La institucionalización del amor y su consumo capitalista, por supuesto que va más allá del matrimonio y la monogamia. La tradición de San Valentín es un ejemplo concreto de esto, pero también la manera de reorganizar los tiempos y los espacios para compartir en pareja, lo que conlleva a pensar en cómo el sistema se ingenia para ofrecer planes y programas destinados al consumo, apelando a las lógicas del mercado y el proceso lucrativo de éste como resultado del relacionamiento de la gente. Cabe destacar que así como el resto de opciones y oportunidades, acceder a dichos esquemas es una cuestión de privilegio.
(…) el aislamiento del objeto de adoración, el uso de vestimentas específicas, el consumo de comidas particulares, la reorganización del espacio o el desplazamiento a otro lugar y la fijación de un momento especial para la celebración constituyen elementos que permiten vivir una experiencia con la misma “textura” subjetiva de las festividades religiosas, en un ámbito separado física o simbólicamente de la vida cotidiana. Los sujetos que viven este tipo de experiencia ingresan en un dominio donde se exaltan las emociones, se regeneran las fuerzas vitales y se reafirma el vínculo con la persona que tienen a su lado. Desde el punto de vista simbólico, el romance se vive a modo de rito, pero también presenta las mismas propiedades que las “puestas en escena” de la vida cotidiana. El uso de elementos instrumentales (como la ropa, la música, la luz y la comida), la selección de unidades témpora-espaciales independientes y el intercambio de frases de amor rituales hacen del romance una “realidad puesta en escena”, un acto escénico en el cual se dramatiza un intercambio de significados públicos para intensificar el vínculo. (Illouz. E; 2009; p.169)
Muchas veces se cree que por pensar en otras posibilidades que no sean las ofrecidas en el amor romántico, se pierde eso de la ternura, y el cuerpo se vuelve algo mecánico, porque carecería de sentimiento alguno. Que un posteo en una red social ya cumple con lo políticamente correcto y de hecho es lo que vemos en cuanto a la idealización de la vida en pareja. Esa ternura existe y es necesaria de reivindicar cotidianamente, apostando a vínculos que tengan base en la libertad. No hablo de esa libertad manoseada, expropiada de sus significados. Hablo de la libertad que precede a la igualdad, esa que en la diferencia nos nutre y nos posibilita a pensar en el deseo, más no en la dependencia.
Anna Jónasdóttir (1993) “El poder del amor: ¿le importa el sexo a la democracia?” Cátedra Ediciones. Madrid, España.
Alexandra Kollontay (2017) “El amor y la mujer nueva” Cienflores Editorial. Ituzaingó, Provincia de Buenos Aires, Argentina.

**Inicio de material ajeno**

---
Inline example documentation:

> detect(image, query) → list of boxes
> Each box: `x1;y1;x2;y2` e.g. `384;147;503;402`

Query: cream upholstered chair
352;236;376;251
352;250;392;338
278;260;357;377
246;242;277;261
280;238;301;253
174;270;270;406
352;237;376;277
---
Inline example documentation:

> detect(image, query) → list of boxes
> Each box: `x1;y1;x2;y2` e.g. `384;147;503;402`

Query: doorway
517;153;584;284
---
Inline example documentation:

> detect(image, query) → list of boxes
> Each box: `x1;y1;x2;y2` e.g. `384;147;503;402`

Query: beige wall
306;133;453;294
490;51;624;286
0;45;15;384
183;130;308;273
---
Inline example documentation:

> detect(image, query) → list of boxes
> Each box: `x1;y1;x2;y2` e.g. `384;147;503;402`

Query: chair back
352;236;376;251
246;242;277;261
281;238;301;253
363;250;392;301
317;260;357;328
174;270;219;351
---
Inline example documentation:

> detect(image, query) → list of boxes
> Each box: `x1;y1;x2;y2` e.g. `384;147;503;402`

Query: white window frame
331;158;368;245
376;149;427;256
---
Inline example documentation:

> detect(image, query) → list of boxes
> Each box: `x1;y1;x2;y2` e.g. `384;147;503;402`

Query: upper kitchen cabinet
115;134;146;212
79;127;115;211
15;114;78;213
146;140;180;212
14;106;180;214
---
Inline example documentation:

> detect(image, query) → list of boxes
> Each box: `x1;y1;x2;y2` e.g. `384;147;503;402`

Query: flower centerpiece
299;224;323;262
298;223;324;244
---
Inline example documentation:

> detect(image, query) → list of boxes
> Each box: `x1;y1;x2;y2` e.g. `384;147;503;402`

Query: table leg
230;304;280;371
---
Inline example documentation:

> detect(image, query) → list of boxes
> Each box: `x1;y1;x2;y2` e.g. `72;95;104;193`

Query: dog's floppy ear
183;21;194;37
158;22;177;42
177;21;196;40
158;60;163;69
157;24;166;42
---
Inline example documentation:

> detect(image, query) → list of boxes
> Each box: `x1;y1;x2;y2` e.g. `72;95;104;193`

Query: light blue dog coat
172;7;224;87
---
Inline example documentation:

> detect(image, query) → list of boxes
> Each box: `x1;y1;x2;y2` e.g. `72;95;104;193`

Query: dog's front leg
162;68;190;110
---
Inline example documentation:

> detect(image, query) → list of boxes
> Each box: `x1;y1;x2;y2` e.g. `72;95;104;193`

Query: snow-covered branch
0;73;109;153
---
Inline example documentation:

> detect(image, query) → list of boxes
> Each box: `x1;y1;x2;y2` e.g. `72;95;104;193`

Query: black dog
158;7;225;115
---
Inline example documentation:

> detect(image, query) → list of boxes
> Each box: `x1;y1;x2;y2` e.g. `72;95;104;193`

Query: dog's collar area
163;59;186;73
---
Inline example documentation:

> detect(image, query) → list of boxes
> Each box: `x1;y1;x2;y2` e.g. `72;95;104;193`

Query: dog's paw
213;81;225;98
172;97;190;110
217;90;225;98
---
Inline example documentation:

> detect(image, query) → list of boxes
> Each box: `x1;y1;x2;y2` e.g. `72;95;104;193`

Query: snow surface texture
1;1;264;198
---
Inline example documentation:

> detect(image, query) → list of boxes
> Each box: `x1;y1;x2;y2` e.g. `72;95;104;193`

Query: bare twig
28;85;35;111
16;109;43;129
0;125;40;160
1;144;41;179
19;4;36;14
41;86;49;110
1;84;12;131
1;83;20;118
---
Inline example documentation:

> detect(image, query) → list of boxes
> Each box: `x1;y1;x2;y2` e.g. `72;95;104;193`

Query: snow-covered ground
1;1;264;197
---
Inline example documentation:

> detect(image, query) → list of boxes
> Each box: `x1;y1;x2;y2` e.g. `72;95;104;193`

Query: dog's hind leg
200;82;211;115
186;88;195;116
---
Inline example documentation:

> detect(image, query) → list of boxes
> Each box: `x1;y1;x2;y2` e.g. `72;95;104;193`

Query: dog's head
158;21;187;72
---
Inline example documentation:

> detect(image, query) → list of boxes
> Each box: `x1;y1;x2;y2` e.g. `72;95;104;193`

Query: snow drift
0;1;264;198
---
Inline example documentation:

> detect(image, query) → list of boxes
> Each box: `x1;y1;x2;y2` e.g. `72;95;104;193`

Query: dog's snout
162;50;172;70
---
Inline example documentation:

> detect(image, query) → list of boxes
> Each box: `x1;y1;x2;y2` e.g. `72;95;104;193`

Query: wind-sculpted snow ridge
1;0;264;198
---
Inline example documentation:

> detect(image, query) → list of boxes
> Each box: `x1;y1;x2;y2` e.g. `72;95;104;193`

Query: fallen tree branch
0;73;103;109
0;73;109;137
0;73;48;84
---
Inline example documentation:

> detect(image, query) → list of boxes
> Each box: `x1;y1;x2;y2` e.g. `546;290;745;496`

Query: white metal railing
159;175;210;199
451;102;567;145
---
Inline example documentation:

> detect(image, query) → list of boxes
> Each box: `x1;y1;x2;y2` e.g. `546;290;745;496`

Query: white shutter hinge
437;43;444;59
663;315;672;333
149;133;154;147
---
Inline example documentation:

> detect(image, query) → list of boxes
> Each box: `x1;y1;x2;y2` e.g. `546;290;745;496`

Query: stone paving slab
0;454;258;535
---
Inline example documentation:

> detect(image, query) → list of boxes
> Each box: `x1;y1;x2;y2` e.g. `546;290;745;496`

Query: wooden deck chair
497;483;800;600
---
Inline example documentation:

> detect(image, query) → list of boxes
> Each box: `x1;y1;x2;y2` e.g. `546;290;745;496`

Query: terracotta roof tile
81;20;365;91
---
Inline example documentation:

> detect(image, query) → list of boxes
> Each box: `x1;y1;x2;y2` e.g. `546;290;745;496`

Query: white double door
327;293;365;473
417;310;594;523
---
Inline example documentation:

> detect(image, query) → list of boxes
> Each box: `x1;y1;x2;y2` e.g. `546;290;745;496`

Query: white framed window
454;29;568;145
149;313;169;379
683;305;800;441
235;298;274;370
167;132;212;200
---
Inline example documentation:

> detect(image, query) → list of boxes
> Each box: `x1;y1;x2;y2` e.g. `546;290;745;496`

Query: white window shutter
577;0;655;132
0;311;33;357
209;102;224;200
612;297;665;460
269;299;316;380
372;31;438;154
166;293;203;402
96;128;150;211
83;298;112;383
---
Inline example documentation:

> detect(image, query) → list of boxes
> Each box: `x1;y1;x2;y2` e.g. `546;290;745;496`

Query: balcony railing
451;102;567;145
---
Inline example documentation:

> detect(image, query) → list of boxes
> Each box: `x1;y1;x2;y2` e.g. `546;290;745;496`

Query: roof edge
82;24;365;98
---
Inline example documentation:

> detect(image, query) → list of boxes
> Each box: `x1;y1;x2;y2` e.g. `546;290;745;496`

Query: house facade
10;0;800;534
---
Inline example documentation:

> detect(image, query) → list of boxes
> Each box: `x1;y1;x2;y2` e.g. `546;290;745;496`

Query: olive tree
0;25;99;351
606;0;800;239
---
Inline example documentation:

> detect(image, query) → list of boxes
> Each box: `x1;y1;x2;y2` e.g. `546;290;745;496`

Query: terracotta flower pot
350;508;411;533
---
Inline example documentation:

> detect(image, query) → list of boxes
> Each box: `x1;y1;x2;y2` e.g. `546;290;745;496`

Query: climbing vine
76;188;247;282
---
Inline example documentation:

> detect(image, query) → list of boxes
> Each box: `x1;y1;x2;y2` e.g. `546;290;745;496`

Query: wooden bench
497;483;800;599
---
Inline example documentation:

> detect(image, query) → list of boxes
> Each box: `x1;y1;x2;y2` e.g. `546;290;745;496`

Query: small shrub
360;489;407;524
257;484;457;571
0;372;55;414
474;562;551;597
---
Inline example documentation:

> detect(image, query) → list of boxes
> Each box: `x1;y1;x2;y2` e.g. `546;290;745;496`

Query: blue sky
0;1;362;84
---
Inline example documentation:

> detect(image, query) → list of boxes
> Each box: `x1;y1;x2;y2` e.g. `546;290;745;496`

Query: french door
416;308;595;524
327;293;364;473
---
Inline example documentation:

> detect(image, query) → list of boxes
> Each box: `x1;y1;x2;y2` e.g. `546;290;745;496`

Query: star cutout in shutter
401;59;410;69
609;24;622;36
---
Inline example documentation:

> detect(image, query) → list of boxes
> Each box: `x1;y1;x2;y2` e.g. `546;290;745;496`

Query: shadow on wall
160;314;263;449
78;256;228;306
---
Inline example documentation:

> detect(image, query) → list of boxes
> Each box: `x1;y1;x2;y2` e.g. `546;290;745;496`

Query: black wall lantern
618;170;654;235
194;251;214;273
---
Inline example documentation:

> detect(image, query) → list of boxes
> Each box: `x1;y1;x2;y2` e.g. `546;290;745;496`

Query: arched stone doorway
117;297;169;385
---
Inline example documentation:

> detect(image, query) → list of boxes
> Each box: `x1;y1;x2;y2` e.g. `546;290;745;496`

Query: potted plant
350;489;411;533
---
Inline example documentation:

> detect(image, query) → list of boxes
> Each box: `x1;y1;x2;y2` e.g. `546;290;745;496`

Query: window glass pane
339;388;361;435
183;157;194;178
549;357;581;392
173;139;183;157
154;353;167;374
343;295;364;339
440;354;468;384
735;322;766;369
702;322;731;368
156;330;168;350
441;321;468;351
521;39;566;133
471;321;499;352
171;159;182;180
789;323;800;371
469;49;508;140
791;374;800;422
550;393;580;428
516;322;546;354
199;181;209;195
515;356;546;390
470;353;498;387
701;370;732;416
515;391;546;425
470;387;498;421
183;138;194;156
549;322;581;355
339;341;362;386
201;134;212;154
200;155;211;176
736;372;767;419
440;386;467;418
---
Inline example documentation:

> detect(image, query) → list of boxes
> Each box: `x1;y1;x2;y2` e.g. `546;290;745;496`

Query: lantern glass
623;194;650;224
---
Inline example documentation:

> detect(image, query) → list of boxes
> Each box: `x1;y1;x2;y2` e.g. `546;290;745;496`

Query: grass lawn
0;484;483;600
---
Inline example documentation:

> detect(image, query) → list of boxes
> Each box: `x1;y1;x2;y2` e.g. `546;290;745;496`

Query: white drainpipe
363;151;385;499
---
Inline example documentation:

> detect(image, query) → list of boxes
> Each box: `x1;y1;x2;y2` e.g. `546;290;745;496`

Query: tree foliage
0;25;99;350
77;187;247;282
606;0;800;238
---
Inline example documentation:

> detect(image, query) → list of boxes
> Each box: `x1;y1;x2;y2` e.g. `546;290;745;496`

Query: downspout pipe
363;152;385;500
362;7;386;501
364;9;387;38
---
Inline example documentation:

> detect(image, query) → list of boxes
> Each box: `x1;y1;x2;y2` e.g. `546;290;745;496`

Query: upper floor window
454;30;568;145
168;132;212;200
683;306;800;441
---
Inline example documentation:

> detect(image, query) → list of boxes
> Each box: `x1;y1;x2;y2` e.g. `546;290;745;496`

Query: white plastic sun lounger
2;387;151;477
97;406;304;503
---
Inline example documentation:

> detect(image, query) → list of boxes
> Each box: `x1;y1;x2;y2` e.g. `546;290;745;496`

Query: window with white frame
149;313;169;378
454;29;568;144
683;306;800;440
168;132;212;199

Eva Illouz (2009) “El consumo de la utopía romántica. El amor y las contradicciones culturales del capitalismo” Katz Editores. Buenos Aires, Argentina.
Eva Illouz (2020) “El fin del amor. Una sociología de las relaciones negativas” Katz Editores. Buenos Aires, Argentina.
Darío Sztajnszrajber (2019) “Filosofía a martillazos. Tomo I” Paidós. Buenos Aires, Argentina.